Trump was always just smart enough to see that the same money backs the Jeb Bushes and Hilary Clintons of the world. But he never had the vision or empathy to understand, beyond the level of a punchline, the frustrations linking disenfranchised voters on both the left and the right.
Presented with a rare opportunity to explain how the two parties stoke divisions on social issues to keep working people from realizing their shared economic dilemmas, Trump backed down. Even if he didn't believe it, he could have turned such truths into effective campaign rhetoric. But such great themes are beyond his pampered, D-minus mind. Instead, he tried to poach Sanders voters simply by chanting Bernie's name like a magic word.
In the end, Trump's populism was as fake as everything else about him...he concluded right where the party started 50 years ago, meekly riding Nixon's Southern Strategy. It was all just one very noisy ride in a circle. All that destruction and rebellion went for nothing...when we finally pulled the lid off this guy, there was nothing there.
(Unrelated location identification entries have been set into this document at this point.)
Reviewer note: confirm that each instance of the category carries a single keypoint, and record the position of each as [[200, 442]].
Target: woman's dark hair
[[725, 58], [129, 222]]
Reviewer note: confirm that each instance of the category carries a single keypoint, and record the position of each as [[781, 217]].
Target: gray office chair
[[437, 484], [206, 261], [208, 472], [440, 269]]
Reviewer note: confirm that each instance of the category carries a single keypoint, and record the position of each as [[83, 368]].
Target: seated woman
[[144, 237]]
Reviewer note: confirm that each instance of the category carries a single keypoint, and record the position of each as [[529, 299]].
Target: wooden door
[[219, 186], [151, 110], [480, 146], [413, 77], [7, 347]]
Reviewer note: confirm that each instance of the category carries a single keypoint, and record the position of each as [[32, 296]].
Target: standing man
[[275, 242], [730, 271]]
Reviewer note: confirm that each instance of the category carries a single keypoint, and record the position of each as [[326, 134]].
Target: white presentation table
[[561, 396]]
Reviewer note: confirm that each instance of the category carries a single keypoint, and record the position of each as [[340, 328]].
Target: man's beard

In the absolute best-case scenario, the one in which he loses, this is what Trump's run accomplished. He ran as an outsider antidote to a corrupt two-party system, and instead will leave that system more entrenched than ever. If he goes on to lose, he will be our Bonaparte, the monster who will continue to terrify us even in exile, reinforcing the authority of kings. If you thought lesser-evilism was bad before, wait until the answer to every question you might have about your political leaders becomes, "would you rather have Trump in office?"